更に、新しいものが生まれるためには、はっきりとした目標をもっていなければならないと思う。目標には近い目標と遠い目標があるが、この場合は、近い方の目標である。それは“魂”である。合気道は魂の学びであると教えられているわけだが、まだ魂はよく分からないので、何とか分かろうとしていることである。大げさに言えば、ワラをも掴みたいところなのである。

魂を感じよう、つかいたいと思っているところに、上記の稽古で手が開き、胸が開くようになると、これまでにない不思議な感覚になり、これまでには無かった力が出てきたのである。特にそれを感じるのは、片手取りや諸手取の呼吸法で、己の手が相手の首や肩にのると、そこから相手が倒れるのである。これまでは、相手と接した己の手に力を込めて相手を倒していたわけだが、今度は、手に力を込めて倒すのではなく、手は動かさずして相手は自ら倒れてしまうのである。手に力をいくら込めても、大体は相手に頑張られて倒れない者だが、手を動かさずとも相手は倒れてくれるのである。気の力と考える。手の力、魄の力よりも強い力であるということにもなる。

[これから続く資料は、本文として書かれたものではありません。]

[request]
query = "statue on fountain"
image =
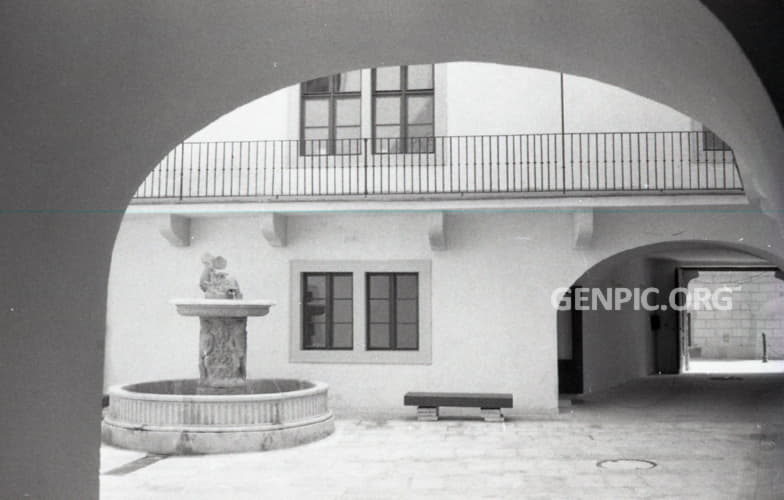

それではどこで、どのようにして相手が倒れるようにしているかというと、胸であり、体中である。これを大先生は“身の内”と云われているのである。そして大先生は、この“身の内”を非常に重視しておられると思う。これまでは気がつかなかったが、この“身の内”と云う言葉を、『武産合気』や『合気神髄』では、何度もつかっておられるようなのである。例えば、この論文を書くに当たって見つけたものに、「人の身の内には天地の真理が宿されている」がある。天地の真理が宿るほどの身の内ということだから、身の内は大事なわけである。尚、天地の真理とは布斗麻邇御霊をはじめ、天の気、天地の呼吸などであり、それらの真理を身に着けるべく、技と体を練って稽古をしなければならないのである。従って、これらの天地の真理を身につけなければ、身の内には宿らないし、身の内の働きようもないことになる。

更に大先生は、「自分の身の内、すなわち魂のことである」と云われておられるのである。いよいよ“魂“が具体的な形で出て来てくれたわけである。これを使わせて貰わないわけにはいかない。
そこで身の内が魂であるということを実感する必要があるだろう。
そして、それを実感したのが上記の呼吸法での最後の場面での身の内の働きの感覚である。手を動かなくても身の内が自然と働き、相手が自然と倒れる感覚である。身の内が自然と働くのは気が働くことでもあるが、この働きは己の心であり、これを働かすのは自然の働き、天地の運化、つまり魂の働きであろうと考える。

片手取りや諸手取呼吸法でこの身の内の魂が働いてくれるようになると、合気道の基本の技(形)でも、同じように身の内に働いて貰う事ができるようになるようだ。そして技づかいが変わってくることになる。
これで少しは魂に近づけたようである。